The African Centers for Disease Control and Prevention agreed and strongly advised against travel bans for countries that reported the new variant. Experience so far has shown that such travel bans “did not produce any meaningful result”.

Still, the US announced restrictions on visitors from South Africa, Botswana, Zimbabwe, Namibia, Lesotho, Eswatini, Mozambique and Malawi hours after governments took similar steps.

The UK banned flights from South Africa and five other South African countries on Friday lunchtime and announced that anyone who has recently traveled from those countries will be asked to take a coronavirus test.

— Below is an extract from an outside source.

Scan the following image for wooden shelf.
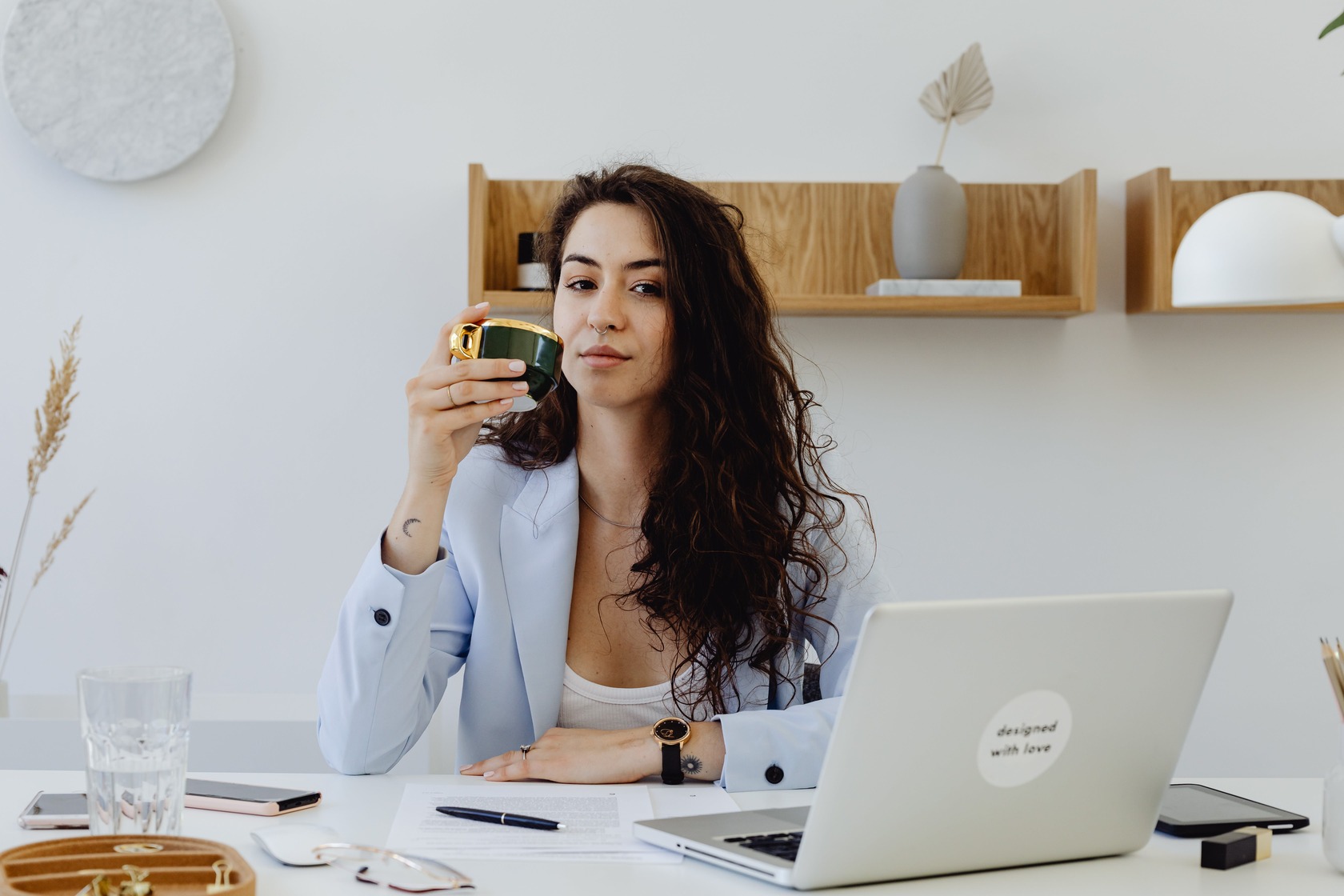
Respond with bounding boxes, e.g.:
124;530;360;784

The Japanese government announced that Japanese nationals traveling from Eswatini, Zimbabwe, Namibia, Botswana, South Africa, and Lesotho will be quarantined in government-designated accommodations for 10 days and COVID-19 on the third, sixth, and tenth days. Have to take tests. Japan has not yet opened up to foreigners.

Fauci said U.S. public health officials spoke to South African colleagues on Friday. “We want to find out from scientist to scientist exactly what is going on.”

The WHO technical working group says coronavirus infections rose 11% over the past week in Europe, the only region in the world where COVID-19 continues to rise.

The WHO Europe Director, Dr. Hans Kluge, warned that without urgent action, the continent could record 700,000 more deaths by spring.


Associate press authors Lorne Cook in Brussels, Colleen Barry in Milan, Pan Pylas in London, Jamey Keaten in Geneva, Mike Corder in The Hague, Dave McHugh in Frankfurt, Carley Petesch in Dakar, Andrew Meldrum in Johannesburg and Frank Jordans in Berlin have to. contributed this report.